Xiangyang Wang¹, Yuqing Cai¹, Rui Wang^*1, Erkang Cheng²

¹ School of Communication and Information Engineering, Shanghai University
² Nullmax (Shanghai) Co., Ltd., Shanghai, China

^*Corresponding Author

📄 Paper ▶️ Video

Abstract

Despite impressive advancements in human motion transfer based on diffusion models, existing methods still struggle to generate temporally consistent and realistic human motion, often exhibiting motion discontinuities, appearance (or identity)-motion conflicts, and visual artifacts such as phantom limbs. These issues largely stem from inaccurate 2D pose or 3D SMPL mesh estimation and the lack of explicit motion modeling to capture coherent temporal dependencies across frames. To address these challenges, we introduce CoMotion, flow-driven dual-path diffusion models designed for Consistent human Motion transfer.

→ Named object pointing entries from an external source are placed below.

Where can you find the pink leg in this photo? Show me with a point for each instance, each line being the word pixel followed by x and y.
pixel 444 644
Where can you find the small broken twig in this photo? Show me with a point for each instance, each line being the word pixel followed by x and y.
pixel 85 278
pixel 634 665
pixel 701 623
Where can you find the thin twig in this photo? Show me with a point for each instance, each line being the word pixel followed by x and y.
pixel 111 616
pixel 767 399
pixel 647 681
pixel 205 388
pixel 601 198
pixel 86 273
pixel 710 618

Specifically, it consists of three units: (1) Dual-Path Motion Coordination integrates global motion priors from an auxiliary temporal branch into the main path. The main path captures fine-grained local motion via interleaved video-flow embeddings, while the auxiliary path encodes long-range temporal dependencies through external temporal blocks, ensuring globally coherent motion. (2) Structure-Aware Flow mechanism embeds 3D structural priors into 2D optical flow, guided by surface normal and Euler continuity constraints, enabling geometrically consistent and perceptually stable motion synthesis with respect to underlying 3D geometry. (3) Dual single-layer ViT module mitigates motion-appearance discrepancies. Extensive experiments demonstrate that CoMotion significantly improves the continuity of local body motion and global human motion as well as the generation quality, achieving competitive performance on benchmark datasets.

Method Overview

Given reference image and driving video, our method extracts both the Structure-Aware Flow and the Skeleton Flow as motion. Structure-Aware Flow sequences O^RGB ∈ ℝ^{H × W × 3} are interleaved with the corresponding video frames I ∈ ℝ^{H × W × 3} to form pseudo-continuous sequence which denoted as X = [I₁, O^RGB₁, I₂, O^RGB₂, ..., I_n, O^RGB_n] in the main path. After encoding, dual single-layer ViT module aligns and fuses motion and appearance features. The preprocessed skeleton flow sequence (2N+n) is encoded and injected into the auxiliary path (N is the half-length of adaptive window). It integrates the global motion priors to guide local human motion generation within the model. Flow-confidence mechanism leverages optical flow intensity to derive confidence scores, enabling adaptive modulation of motion guidance across different body regions.